実務っぽいミニアプリ:CSVを読み込んで、別のCSVに変換する

「読み込み」と「書き込み」をつなげてみる

1日目の仕上げとして、
こんなミニアプリを考えてみましょう。

people.csv を読み込む
年齢が 25 歳以上の人だけを抽出する
その結果を people_over25.csv に書き出す

コードはこうなります。

import csv

def filter_people_over_25(input_file, output_file):
    with open(input_file, "r", encoding="utf-8", newline="") as f_in:
        reader = csv.reader(f_in)
        header = next(reader)

        filtered_rows = []
        filtered_rows.append(header)

        for row in reader:
            person_id, name, age_text = row
            age = int(age_text)

            if age >= 25:
                filtered_rows.append(row)

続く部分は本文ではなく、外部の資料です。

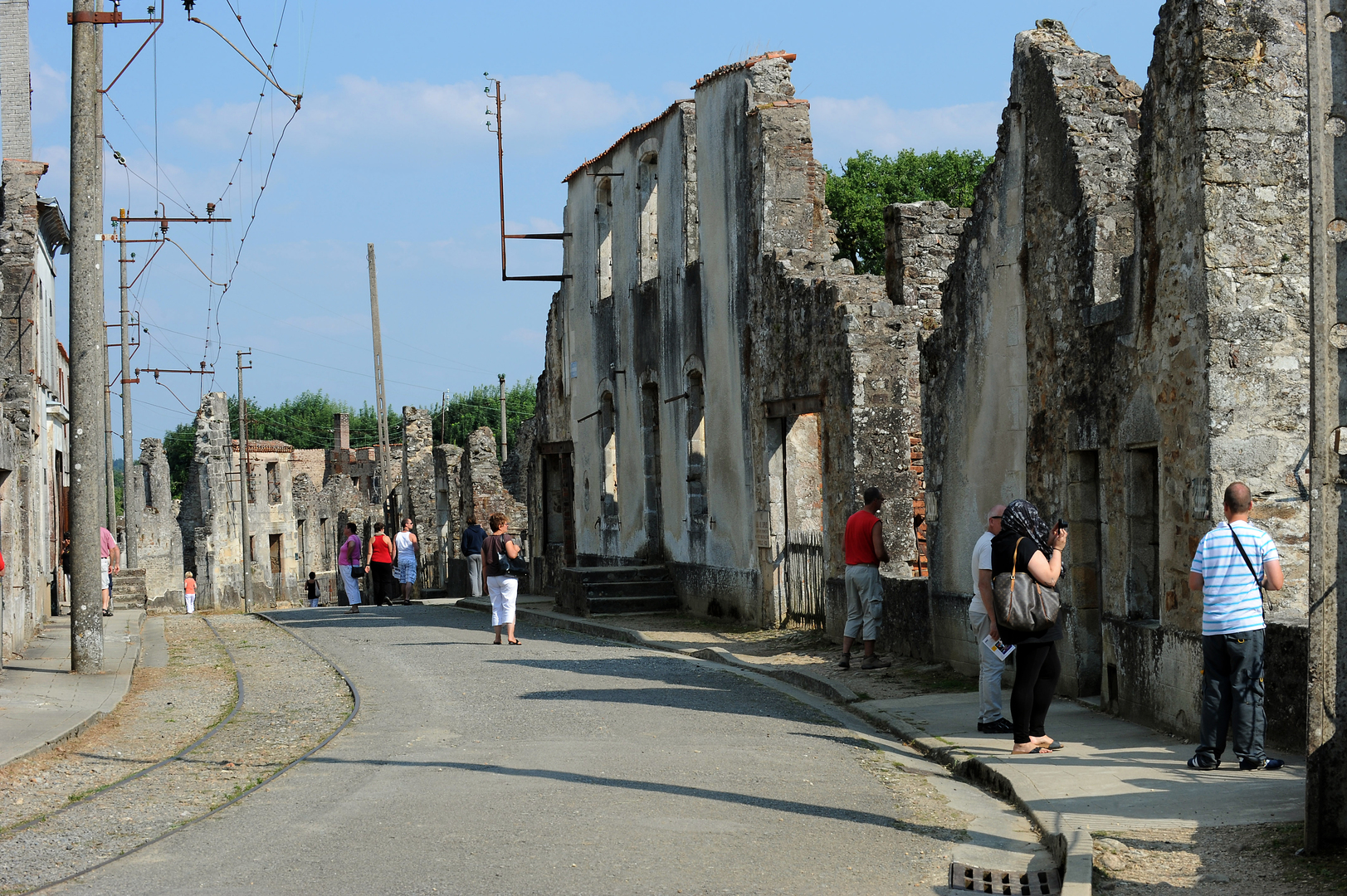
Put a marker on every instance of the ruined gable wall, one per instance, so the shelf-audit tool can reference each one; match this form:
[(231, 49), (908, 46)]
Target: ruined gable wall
[(1079, 218), (1221, 330), (159, 539)]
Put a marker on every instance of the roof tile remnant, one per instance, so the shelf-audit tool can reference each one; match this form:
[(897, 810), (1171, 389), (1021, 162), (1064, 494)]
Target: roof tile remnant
[(636, 129), (745, 64)]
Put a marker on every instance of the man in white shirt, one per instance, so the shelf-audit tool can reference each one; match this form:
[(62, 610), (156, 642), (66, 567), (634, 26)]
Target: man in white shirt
[(982, 620), (1232, 566)]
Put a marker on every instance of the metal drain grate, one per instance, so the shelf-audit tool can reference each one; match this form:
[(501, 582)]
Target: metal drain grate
[(964, 879)]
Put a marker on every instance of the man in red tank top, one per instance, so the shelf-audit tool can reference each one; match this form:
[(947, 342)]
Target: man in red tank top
[(864, 546)]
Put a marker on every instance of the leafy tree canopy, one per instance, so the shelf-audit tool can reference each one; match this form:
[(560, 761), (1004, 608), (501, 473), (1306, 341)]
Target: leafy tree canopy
[(306, 422), (869, 183)]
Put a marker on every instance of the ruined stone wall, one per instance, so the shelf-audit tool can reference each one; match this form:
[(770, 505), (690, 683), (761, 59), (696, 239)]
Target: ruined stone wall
[(159, 538), (482, 492)]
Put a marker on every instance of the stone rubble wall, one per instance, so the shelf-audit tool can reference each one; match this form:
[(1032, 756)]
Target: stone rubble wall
[(159, 538)]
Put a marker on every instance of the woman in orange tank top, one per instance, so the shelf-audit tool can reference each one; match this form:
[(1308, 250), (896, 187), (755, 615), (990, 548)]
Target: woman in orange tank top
[(382, 565)]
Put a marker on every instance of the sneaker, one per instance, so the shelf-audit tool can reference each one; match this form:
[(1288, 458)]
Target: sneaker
[(1261, 764)]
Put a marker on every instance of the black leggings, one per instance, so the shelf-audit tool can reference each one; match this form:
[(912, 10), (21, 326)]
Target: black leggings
[(1036, 671)]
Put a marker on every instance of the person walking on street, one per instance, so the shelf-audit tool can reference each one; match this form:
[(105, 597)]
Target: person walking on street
[(864, 546), (1025, 544), (982, 620), (110, 563), (65, 562), (503, 584), (380, 566), (1232, 566), (471, 548), (348, 563), (406, 559)]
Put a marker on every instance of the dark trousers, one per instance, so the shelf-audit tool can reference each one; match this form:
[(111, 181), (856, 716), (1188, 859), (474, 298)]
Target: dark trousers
[(1232, 694), (383, 585), (1036, 673)]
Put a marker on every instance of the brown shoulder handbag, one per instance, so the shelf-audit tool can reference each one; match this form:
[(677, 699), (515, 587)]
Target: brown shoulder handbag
[(1020, 602)]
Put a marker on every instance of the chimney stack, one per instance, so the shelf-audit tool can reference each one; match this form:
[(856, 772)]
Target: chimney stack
[(15, 81)]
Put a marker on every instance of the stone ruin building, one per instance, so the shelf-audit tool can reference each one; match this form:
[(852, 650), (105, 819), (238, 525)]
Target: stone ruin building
[(1115, 330), (34, 392), (300, 503), (1124, 334), (718, 390)]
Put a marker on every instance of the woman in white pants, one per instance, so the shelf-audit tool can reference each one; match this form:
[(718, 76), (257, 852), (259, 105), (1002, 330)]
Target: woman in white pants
[(501, 584)]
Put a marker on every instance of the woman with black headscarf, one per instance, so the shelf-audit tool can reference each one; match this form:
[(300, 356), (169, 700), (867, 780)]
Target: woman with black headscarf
[(1025, 544)]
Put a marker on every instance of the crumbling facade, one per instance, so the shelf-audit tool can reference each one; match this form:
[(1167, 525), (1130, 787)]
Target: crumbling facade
[(1124, 334), (718, 390), (34, 380), (159, 535)]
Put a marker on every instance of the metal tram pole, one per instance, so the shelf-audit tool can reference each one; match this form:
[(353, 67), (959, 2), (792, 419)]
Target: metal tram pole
[(1325, 766), (244, 483), (380, 403), (86, 341), (504, 449)]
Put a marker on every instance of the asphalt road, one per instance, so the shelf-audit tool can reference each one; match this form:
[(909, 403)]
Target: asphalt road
[(564, 766)]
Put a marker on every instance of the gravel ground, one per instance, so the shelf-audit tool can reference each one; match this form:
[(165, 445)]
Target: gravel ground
[(291, 701), (1254, 859), (802, 647)]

    with open(output_file, "w", encoding="utf-8", newline="") as f_out:
        writer = csv.writer(f_out)
        for row in filtered_rows:
            writer.writerow(row)

    print(f"{output_file} に 25歳以上のデータを書き出しました。")


def main():
    filter_people_over_25("people.csv", "people_over25.csv")


main()
Python

このコードを、日本語だけで分解してみます。

入力ファイルを開き、csv.reader で読む準備をする。
ヘッダーを1行読み飛ばしつつ、filtered_rows にまずヘッダーを入れておく。
2行目以降を1行ずつ読み、年齢を整数に変換する。
25歳以上なら、その行を filtered_rows に追加する。
読み終わったら、出力ファイルを開き、csv.writer で filtered_rows を1行ずつ書き出す。

これだけで、

「CSVを読み込んで条件でフィルタし、別のCSVとして出力する」

という、かなり実務寄りの処理ができています。


1日目で絶対に押さえておきたいポイント

「CSV+csvモジュール」の頭の中の地図

今日の本質を、ぎゅっとまとめるとこうです。

CSV は「カンマ区切りのテキスト」であり、1行=1レコード。
csv.reader は「1行を“文字列のリスト”として返してくれる読み取り器」。
csv.writer は「“文字列のリスト”を1行として書き出してくれる書き込み器」。
ヘッダー行は next(reader) で1回だけ先に読むのが定番。
行のリストは「意味のある変数」にアンパックしてから使うと読みやすい。

2日目以降は、
ここに「辞書形式で読む」「列名でアクセスする」「集計する」などを足していきます。

でも、土台は今日やったこの2つだけです。

「読む(reader)」
「書く(writer)」

この感覚さえつかめていれば、
CSVはもう“実務データ”として怖くありません。